Les temps changent, et le contrat social qui lie les médecins et la population se doit d’évoluer aussi. Présentement, près de 70 % des nouveaux diplômés en médecine familiale sont des femmes, proportion inverse à la situation des générations précédentes. Les femmes représentent 60 % des médecins âgés de 40 ans et moins. La féminisation de la médecine, ainsi que la volonté générationnelle des hommes d’être plus présents pour leur famille forment la base d’une révolution dans un milieu conservateur. C’est l’occasion d’apporter des améliorations au système de santé au bénéfice des patients.

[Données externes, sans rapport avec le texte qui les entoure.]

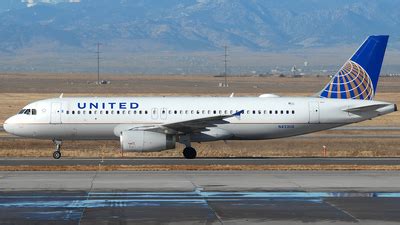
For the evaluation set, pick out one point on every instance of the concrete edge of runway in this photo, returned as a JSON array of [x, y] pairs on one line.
[[189, 181]]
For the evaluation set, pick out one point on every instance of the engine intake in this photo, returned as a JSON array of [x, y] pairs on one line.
[[146, 141]]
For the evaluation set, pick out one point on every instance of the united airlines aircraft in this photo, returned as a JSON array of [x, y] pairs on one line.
[[147, 124]]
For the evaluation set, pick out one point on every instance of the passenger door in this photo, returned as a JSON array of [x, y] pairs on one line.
[[163, 114], [154, 113], [55, 113]]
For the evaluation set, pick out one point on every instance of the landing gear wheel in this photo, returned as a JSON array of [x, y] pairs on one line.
[[56, 154], [189, 153]]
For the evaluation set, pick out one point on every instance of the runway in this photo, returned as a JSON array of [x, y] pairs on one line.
[[375, 129], [198, 161], [179, 197]]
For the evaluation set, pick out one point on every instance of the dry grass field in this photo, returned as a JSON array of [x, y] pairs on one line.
[[17, 90]]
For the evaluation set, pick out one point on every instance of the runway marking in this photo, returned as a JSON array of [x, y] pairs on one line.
[[343, 211]]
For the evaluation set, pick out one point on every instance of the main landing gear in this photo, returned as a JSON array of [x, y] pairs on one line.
[[189, 153], [57, 151]]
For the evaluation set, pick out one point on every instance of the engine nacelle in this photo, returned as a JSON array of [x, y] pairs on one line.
[[146, 141]]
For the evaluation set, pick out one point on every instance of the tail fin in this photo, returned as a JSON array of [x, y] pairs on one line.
[[358, 77]]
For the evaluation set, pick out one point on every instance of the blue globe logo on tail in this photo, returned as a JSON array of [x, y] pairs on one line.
[[352, 81], [358, 78]]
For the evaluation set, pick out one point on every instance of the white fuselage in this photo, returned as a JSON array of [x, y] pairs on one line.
[[263, 117]]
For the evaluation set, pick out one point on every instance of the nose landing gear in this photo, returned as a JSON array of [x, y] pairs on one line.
[[57, 152]]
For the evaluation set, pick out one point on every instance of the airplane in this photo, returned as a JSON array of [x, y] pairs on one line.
[[151, 124]]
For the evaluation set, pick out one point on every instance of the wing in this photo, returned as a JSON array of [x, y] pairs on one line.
[[190, 126]]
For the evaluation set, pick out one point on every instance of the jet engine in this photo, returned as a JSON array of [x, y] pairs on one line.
[[146, 141]]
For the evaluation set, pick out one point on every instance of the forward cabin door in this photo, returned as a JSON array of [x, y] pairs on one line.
[[163, 114], [313, 112], [55, 113]]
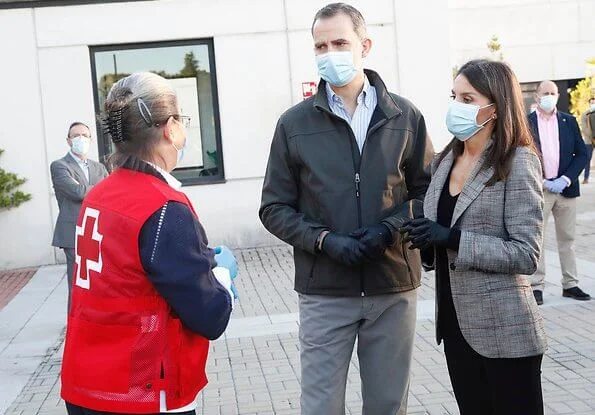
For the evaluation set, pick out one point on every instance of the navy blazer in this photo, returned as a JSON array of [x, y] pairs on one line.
[[573, 153]]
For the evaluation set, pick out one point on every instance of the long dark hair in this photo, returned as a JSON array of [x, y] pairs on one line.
[[497, 82]]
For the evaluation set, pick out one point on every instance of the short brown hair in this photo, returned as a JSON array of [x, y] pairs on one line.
[[333, 9]]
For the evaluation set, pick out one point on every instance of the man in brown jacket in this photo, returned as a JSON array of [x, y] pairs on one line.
[[346, 168]]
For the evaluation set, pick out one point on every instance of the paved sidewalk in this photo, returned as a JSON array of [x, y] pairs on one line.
[[254, 368]]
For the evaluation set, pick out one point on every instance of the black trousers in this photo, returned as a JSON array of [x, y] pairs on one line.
[[493, 386], [78, 410]]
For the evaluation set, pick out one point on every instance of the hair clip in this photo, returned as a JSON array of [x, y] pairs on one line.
[[144, 112], [113, 125]]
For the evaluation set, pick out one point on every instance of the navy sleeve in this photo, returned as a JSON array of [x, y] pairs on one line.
[[579, 156], [175, 256]]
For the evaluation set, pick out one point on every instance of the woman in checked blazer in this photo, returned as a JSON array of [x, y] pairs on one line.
[[483, 224]]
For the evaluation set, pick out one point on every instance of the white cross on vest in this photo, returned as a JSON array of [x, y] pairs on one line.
[[87, 246]]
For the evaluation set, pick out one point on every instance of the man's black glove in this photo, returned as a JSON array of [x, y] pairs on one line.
[[342, 248], [423, 232], [373, 240]]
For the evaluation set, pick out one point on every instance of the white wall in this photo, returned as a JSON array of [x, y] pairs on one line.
[[24, 232], [263, 52], [540, 39]]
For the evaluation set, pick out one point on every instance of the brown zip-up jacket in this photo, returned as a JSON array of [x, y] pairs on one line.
[[316, 179]]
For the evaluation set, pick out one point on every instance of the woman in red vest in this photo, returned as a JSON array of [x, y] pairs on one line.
[[148, 293]]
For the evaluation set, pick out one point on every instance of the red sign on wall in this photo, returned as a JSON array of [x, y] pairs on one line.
[[308, 89]]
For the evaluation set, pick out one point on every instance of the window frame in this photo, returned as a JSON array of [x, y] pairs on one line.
[[103, 145], [28, 4]]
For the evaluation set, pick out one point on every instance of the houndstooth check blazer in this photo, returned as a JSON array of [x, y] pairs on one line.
[[501, 232]]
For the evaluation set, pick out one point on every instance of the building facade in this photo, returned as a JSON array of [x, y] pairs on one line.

Les médecins changent. Les patients aussi. Ceux-ci se considèrent de plus en plus comme des consommateurs de soins. Ils s’informent, se font une idée quant à leurs symptômes, arrivent souvent devant le médecin avec des hypothèses et des solutions. Cela crée des attentes légitimes. S’ils ne sont pas satisfaisants, ils demandent un deuxième avis.

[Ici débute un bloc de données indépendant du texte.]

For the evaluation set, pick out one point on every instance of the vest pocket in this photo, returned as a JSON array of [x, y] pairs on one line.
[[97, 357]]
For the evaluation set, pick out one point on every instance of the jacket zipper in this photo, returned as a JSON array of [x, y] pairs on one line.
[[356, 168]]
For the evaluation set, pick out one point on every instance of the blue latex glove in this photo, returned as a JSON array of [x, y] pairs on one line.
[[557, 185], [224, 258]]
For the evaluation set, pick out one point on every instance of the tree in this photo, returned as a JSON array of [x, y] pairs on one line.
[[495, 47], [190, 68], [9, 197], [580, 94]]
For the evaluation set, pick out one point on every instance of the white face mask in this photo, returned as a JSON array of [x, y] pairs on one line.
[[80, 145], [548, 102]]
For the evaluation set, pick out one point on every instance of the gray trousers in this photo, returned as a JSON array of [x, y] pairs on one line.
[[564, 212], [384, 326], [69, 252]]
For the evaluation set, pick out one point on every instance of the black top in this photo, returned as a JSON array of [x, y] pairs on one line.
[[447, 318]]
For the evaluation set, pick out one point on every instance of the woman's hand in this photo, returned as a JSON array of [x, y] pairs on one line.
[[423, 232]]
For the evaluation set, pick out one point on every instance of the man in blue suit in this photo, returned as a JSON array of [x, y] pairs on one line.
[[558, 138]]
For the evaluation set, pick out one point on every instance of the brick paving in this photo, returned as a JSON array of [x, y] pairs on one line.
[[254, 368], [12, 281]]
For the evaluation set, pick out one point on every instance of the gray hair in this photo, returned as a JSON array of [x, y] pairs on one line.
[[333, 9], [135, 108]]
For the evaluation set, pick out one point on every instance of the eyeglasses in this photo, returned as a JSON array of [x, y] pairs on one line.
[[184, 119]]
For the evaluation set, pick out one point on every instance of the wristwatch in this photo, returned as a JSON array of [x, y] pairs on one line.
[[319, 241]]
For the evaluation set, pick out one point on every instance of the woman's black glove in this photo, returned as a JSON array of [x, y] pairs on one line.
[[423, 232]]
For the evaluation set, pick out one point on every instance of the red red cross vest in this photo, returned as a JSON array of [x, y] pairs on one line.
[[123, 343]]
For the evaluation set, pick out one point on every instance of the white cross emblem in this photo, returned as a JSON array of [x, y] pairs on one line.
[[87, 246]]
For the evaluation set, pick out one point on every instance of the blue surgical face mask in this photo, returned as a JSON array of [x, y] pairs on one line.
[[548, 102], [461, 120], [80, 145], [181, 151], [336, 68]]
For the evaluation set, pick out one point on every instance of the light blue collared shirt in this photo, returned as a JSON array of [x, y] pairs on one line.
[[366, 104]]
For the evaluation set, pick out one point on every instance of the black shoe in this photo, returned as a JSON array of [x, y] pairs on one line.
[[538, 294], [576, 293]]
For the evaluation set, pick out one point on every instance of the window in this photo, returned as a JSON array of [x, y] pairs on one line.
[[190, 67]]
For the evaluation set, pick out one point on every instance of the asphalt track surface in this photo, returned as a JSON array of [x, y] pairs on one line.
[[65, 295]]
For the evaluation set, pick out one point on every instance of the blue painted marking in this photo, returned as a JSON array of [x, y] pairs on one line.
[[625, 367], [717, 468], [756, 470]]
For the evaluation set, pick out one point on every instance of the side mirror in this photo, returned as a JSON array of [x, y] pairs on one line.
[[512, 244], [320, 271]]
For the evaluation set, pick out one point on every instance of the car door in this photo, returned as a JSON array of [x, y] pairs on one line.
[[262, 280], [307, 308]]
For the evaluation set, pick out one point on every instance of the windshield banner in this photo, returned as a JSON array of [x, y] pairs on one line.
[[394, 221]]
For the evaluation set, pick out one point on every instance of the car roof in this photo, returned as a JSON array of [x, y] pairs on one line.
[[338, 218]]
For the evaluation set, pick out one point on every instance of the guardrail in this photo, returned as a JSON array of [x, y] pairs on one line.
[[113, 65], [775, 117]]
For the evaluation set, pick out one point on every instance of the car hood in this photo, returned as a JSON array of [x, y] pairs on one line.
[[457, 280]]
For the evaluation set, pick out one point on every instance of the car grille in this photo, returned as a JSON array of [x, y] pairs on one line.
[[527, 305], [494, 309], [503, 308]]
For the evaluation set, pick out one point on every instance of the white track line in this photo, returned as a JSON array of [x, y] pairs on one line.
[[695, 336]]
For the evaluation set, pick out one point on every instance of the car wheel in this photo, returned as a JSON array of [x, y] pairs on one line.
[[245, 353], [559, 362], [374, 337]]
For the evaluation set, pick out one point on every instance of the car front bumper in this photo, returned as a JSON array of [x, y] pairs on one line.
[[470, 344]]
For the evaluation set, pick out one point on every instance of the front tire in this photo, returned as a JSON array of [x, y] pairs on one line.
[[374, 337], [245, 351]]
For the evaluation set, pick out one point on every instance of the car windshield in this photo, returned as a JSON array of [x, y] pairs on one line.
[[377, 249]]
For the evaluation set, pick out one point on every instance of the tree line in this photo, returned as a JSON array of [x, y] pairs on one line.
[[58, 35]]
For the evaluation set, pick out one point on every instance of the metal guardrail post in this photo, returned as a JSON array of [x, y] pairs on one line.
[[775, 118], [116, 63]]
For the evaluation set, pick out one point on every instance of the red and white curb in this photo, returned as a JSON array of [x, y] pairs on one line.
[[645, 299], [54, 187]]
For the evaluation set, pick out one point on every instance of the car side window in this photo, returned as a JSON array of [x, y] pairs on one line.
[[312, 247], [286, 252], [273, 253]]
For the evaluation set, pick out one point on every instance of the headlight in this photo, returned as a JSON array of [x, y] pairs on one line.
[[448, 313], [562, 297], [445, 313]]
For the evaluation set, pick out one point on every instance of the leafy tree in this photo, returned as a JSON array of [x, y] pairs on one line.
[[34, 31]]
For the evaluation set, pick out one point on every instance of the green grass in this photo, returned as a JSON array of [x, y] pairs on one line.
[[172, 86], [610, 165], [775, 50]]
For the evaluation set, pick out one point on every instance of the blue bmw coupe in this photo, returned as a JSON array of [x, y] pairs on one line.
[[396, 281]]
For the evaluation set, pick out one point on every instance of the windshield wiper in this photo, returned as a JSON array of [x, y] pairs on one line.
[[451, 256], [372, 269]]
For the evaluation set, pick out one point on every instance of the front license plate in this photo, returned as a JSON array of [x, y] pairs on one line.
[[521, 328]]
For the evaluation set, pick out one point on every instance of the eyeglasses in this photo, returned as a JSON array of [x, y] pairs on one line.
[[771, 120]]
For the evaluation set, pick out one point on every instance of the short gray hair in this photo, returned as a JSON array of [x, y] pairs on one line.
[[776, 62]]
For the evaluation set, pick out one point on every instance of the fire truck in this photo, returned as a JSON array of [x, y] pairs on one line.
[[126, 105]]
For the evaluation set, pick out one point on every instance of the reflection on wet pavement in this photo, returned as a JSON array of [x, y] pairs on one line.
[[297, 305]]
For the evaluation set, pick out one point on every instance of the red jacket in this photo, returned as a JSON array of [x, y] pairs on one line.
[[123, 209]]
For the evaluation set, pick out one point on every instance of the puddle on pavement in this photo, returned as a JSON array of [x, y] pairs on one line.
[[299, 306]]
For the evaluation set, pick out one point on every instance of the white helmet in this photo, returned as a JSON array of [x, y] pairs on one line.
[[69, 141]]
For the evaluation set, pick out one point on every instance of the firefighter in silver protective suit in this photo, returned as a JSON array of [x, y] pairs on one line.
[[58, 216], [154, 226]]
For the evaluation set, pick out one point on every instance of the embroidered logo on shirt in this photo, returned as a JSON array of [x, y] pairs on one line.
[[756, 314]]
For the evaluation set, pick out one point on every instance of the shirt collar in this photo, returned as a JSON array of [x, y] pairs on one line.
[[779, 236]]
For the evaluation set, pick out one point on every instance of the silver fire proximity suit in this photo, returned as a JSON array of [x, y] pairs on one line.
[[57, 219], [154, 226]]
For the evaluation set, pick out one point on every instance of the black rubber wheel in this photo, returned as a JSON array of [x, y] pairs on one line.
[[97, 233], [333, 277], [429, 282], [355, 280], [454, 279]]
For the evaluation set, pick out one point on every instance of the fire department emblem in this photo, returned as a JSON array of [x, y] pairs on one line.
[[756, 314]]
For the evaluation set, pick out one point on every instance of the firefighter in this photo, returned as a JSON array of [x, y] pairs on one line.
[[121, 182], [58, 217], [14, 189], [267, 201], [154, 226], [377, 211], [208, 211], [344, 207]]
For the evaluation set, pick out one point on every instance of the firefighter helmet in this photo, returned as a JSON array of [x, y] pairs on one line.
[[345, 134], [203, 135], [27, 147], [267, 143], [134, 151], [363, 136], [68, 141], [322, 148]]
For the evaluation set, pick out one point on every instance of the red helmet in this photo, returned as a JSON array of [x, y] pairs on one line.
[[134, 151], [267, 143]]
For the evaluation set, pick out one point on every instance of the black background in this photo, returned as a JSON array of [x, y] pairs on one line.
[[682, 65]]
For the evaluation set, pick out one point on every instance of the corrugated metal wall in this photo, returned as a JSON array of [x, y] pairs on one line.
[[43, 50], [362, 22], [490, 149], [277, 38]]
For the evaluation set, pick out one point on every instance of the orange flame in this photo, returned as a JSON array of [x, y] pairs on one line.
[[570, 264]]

On revendique une flexibilité et une disponibilité toujours plus importantes de la part des professionnels. La population vit plus longtemps et souffre de multiples conditions médicales à la fois, ce qui augmente le nombre de consultations et le temps nécessaire chaque fois. En d’autres termes, la demande en soins est toujours plus grande mais l’offre est restreinte par le budget du Québec, de même que par la quantité de professionnels de la santé formés chaque année.
La profession médicale requiert beaucoup de temps et d’énergie, souvent au détriment de la vie personnelle et familiale. La moyenne d’heures passées au travail par les médecins de famille québécois est de 47 heures par semaine, sans compter les gardes. Bref, plus que la norme habituelle d’un poste à temps plein.

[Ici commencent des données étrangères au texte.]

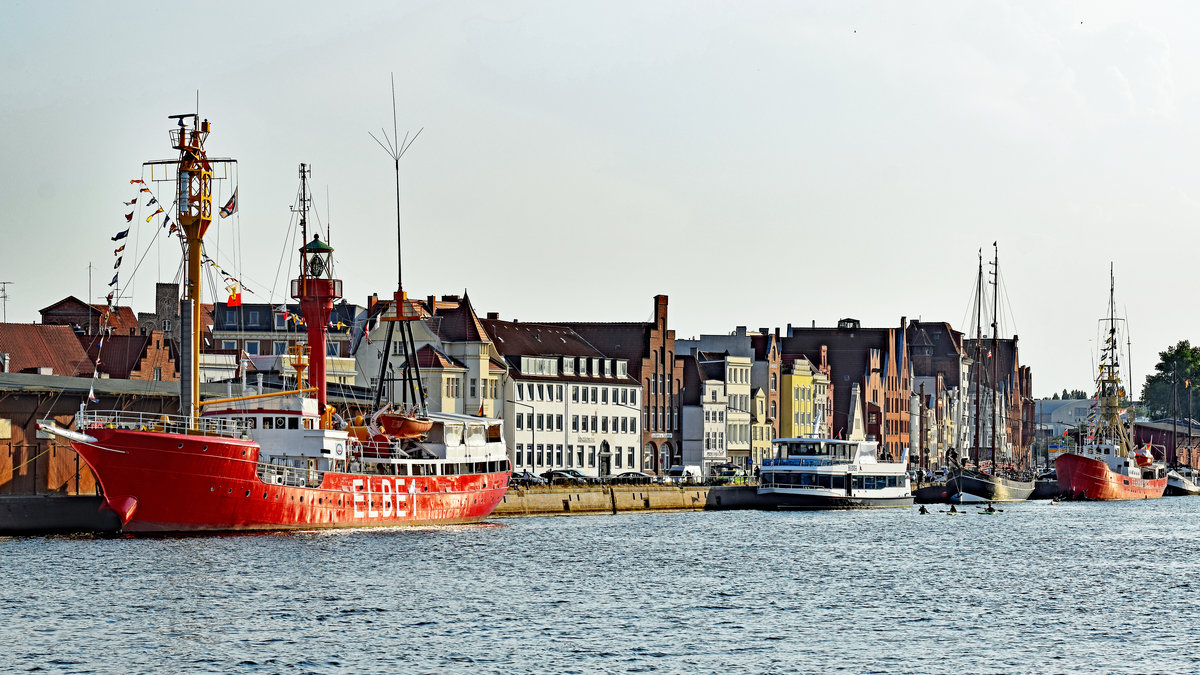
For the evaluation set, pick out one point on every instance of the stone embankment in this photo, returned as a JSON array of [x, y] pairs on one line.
[[623, 499]]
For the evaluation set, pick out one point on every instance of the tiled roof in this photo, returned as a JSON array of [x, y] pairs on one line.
[[461, 324], [514, 339], [31, 346]]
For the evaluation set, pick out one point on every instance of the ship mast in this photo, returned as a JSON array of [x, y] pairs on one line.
[[411, 376], [995, 354], [193, 201], [978, 353]]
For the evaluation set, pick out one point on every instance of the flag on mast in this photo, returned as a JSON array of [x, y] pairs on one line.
[[231, 205]]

L’aspect vocationnel de la pratique médicale est toujours présent, mais s’absenter de la maison pour travailler systématiquement 70 heures et plus par semaine n’est plus la norme. Dorénavant, ce n’est plus seulement le travail qui fonde l’identité de la plupart des jeunes médecins. À l’instar de bien des membres de leur génération.
Comment arriver à concilier cette nouvelle réalité avec une offre de service respectant le budget du Québec ? Comme l’affirme l’Association médicale du Québec, nous nous devons de rédiger un nouveau contrat social. Pour y arriver, la transition devra s’opérer sur plusieurs axes.
Le système de santé doit s’éloigner du modèle hospitalo-centriste et médicalo-centriste. Les soins doivent devenir plus accessibles en dehors des hôpitaux, notamment à domicile et dans les différents lieux d’hébergement. Ceci n’implique pas de diminuer les ressources des hôpitaux déjà surchargés, mais plutôt en ajouter de nouvelles en première ligne.
Bureaucratie médicale
La prévalence des maladies chroniques nous oblige à revoir nos priorités, afin de fournir les soins via des équipes interdisciplinaires et un usage optimal de la technologie. Il faut préserver et valoriser la polyvalence des médecins de famille travaillant à l’hôpital et dans la communauté. Refuser d’aller dans cette direction augmentera les coûts totaux de notre système, sans augmenter l’accès. Le retour du balancier doit s’opérer par la valorisation du généralisme, autant en omnipratique qu’en spécialité.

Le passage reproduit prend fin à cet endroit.